With the remarkable number of animal and bird species, human wildlife conflict has led to poisoning and hunting down of these animals by poachers and the local people and hence an urgent need to address this challenge for sustainable conservation and tourism activities.
There have been a number of previous incidents where lions in Queen Elizabeth national park were believed to have been poisoned.
In April 2018, 11 lions including 8 cubs were found dead after a suspected poisoning. A similar incident led to the death of 5 lions in May 2010. The most recent incident being this year’s six lions were found dead and dismembered after a suspected poisoning in one of Uganda’s most famous savannah parks, Queen Elizabeth.
The corpses (dead lions) were found in Queen Elizabeth national park with several of their body parts missing and these included heads and paws which had been hacked off. To many peoples dismay, the dead bodies were surrounded by dead vultures which justifies the findings that indeed the lions had been poisoned. In a statement released, UWAS communication manager Bashir Hangi said they were ‘saddened’ by the killings. He added that nature tourism is an important part of Uganda’s economy, contributing about 10% of its GDP,and plays a vital role in the conservation of animals.
Wildlife in Queen Elizabeth is therefore facing a crisis with threats ranging from poaching and the illegal wildlife trade. Habitats loss, human wildlife conflicts and climate change. From tree climbing lions listed as most vulnerable to pangolins, vultures, and many creatures are sliding towards extinction yet each of them is too vulnerable to lose and essential to the ecological balance of nature not just for the wildlife but for the future of humans and the planet.
Something so archaic as hunting and poaching should have been squashed long time ago but it’s not too late, we still got a chance to protect these species from extinction with consorted efforts if given support in the wake of the fight against poaching, poisoning and need to conserve these animals for the generations to come.
Sustainable tourism is built around four pillars of tourism, economic sustainability, ecological sustainability, cultural sustainability and local sustainability.

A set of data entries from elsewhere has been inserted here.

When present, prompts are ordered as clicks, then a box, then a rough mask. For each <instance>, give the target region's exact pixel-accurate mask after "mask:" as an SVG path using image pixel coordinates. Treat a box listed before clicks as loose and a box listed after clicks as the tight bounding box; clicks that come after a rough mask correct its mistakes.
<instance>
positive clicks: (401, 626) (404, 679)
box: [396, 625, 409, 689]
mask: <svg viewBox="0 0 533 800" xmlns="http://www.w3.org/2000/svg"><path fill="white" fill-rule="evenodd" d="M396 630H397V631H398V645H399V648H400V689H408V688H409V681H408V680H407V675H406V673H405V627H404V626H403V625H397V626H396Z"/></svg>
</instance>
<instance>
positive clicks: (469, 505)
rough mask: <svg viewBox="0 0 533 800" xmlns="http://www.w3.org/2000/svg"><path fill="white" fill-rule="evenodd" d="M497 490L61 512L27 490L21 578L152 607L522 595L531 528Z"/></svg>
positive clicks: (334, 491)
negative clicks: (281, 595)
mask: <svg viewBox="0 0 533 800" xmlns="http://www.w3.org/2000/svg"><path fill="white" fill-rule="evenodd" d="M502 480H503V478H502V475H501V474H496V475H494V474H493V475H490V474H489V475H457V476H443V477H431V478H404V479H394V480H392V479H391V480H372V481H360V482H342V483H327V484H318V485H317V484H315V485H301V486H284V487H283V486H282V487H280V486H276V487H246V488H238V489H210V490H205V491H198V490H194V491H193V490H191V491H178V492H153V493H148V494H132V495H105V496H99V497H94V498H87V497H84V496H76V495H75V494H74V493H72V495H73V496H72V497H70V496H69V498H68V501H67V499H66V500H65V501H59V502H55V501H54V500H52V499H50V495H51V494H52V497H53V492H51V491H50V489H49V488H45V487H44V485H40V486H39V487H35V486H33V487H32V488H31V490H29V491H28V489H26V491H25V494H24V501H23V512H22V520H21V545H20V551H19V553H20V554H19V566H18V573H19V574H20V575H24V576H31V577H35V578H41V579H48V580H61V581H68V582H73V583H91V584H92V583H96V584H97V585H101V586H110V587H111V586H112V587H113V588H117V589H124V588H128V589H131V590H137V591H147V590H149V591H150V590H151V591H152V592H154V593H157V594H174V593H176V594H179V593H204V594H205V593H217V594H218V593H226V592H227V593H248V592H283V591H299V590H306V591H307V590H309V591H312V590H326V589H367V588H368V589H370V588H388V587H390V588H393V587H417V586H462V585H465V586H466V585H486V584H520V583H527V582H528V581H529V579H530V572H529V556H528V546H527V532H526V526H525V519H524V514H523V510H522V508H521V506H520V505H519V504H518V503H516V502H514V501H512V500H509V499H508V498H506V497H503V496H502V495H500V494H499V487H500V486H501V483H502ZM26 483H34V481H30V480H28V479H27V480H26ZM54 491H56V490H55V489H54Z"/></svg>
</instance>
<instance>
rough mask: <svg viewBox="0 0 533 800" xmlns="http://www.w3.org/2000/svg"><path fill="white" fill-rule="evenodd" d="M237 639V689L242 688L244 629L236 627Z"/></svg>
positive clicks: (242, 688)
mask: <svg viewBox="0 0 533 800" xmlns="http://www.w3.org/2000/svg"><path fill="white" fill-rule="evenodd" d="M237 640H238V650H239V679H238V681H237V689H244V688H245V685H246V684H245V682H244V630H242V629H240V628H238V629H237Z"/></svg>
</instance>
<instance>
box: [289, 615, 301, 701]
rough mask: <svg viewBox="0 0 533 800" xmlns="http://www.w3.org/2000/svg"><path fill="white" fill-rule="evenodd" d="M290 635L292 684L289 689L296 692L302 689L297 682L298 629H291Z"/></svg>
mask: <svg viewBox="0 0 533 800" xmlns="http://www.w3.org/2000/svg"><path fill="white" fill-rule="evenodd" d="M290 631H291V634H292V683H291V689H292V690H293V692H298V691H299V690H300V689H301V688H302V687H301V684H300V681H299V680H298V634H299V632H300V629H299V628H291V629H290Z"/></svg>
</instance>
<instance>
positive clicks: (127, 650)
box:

All four of these elements must be addressed if we are to achieve sustainable tourism of which the component of local sustainability has not been addressed in Queen Elizabeth national park
Most of the people living in areas of Ishasha-queen Elizabeth national park live below the poverty line thus declared as poor, these means that these people have limited or no access to basic human needs. Of the total population of areas adjacent to queen Elizabeth national park, not more 10% benefits from tourism directly. This leaves most of the people disadvantaged thus not being able to bring basic human needs to themselves yet wild animals raid their crops and domestic animals hence ending up in activities against conservation like poisoning and poaching of the wild animals.